Des députés UDC et PLR affirment que l’Etat du Valais a caché aux citoyens les vrais coûts de la troisième correction du Rhône (R3). L’Etat du Valais déplore une confusion dans les chiffres

Grégory Logean, député et chef de groupe UDC au Grand Conseil valaisan, et Xavier Moret, député PLR, ont convié la presse jeudi matin pour évoquer le financement de la troisième correction du Rhône. Ils ont affirmé que l’Etat du Valais a sciemment retenu la variante la plus chère et gonflé les risques du chantier valaisan du siècle.

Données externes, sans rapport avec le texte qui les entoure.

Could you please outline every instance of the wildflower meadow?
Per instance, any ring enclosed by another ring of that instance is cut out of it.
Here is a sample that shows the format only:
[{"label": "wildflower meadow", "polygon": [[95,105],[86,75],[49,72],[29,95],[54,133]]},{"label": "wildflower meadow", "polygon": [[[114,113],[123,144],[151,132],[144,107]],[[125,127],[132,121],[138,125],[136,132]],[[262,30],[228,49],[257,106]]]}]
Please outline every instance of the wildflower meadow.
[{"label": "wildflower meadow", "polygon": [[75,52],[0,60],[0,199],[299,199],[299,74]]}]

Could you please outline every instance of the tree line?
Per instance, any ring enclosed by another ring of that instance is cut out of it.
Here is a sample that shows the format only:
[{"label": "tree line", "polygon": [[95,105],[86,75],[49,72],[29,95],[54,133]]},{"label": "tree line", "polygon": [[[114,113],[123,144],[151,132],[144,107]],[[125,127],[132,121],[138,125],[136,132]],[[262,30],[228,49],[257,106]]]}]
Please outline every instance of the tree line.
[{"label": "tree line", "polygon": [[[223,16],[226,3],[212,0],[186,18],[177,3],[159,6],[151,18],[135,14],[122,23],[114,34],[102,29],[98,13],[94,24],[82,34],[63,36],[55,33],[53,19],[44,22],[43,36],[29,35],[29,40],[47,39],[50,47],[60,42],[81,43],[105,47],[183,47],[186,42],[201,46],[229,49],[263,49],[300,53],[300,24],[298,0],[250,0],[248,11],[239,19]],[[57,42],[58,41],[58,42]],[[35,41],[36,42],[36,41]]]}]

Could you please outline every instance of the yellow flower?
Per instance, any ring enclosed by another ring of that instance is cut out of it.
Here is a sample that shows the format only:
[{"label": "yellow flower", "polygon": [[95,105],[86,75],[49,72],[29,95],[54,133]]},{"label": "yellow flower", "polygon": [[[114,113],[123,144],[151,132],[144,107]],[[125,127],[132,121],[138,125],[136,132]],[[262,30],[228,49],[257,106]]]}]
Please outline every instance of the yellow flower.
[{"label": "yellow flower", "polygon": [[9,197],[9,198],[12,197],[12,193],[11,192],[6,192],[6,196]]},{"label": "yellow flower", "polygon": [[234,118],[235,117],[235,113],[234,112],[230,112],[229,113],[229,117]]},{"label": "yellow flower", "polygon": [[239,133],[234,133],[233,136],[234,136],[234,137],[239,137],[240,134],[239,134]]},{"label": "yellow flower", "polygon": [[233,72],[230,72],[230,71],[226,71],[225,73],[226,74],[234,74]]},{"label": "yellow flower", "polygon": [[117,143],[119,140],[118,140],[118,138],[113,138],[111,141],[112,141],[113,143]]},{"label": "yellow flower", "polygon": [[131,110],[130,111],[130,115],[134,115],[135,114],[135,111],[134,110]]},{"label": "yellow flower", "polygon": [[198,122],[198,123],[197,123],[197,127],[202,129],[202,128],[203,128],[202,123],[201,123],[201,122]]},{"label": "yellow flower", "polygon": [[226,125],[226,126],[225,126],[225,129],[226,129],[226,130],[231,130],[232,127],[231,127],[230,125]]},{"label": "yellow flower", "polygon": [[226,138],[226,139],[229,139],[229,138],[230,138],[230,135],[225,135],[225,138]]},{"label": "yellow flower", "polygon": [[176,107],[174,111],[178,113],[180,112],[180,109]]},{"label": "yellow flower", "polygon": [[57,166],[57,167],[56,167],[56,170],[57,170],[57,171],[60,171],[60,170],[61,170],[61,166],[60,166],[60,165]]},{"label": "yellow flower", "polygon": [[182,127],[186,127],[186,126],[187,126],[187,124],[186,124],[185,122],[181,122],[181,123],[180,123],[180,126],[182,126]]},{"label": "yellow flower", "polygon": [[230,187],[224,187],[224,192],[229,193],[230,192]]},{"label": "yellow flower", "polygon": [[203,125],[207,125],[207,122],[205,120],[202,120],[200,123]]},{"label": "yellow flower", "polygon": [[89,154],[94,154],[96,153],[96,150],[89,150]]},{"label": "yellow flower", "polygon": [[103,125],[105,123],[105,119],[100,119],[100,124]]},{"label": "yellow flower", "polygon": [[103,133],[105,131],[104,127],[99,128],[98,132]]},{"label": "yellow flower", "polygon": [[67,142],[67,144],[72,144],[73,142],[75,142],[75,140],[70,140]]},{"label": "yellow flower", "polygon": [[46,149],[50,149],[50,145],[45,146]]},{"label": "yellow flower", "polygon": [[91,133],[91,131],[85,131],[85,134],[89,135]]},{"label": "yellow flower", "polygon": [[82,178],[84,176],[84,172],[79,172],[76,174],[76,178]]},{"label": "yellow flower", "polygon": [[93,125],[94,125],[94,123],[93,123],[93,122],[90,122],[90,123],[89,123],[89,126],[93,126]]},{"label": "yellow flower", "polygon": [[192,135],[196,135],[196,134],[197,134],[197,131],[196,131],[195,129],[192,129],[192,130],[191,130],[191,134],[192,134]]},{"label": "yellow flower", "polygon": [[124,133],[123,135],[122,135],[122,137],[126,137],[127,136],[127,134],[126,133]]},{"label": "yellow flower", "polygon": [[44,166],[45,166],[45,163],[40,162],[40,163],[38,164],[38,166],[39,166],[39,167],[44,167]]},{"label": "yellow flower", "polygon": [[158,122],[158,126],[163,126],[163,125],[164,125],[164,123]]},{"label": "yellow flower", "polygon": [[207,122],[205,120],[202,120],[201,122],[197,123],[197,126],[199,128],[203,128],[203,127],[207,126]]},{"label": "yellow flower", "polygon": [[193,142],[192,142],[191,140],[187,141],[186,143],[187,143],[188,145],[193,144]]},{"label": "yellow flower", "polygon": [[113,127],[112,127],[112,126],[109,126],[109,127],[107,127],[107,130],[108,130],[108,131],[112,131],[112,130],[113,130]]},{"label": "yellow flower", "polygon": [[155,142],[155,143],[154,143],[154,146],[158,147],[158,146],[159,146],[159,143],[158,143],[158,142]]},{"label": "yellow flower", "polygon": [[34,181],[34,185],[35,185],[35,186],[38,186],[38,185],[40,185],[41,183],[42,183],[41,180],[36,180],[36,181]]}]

Ils remettent en cause la facture globale du projet R3 qui passe de 2 milliards de francs prévus en 2015 à 3,4 milliards aujourd’hui. Une somme qui sera présentée au Grand Conseil la semaine prochaine et plus tard aux Chambres fédérales.

Un montant connu depuis 2008

Aux côtés des deux députés, Jacques Bonvin, ancien chef de projet R3 dans le canton de Vaud, a assuré que le montant de plus de 3 milliards de francs était connu de l’Etat du Valais en 2008 déjà. Selon lui, les mesures proposées dans R3 sont démesurées par rapport aux risques réels et les dégâts potentiels sont exagérés.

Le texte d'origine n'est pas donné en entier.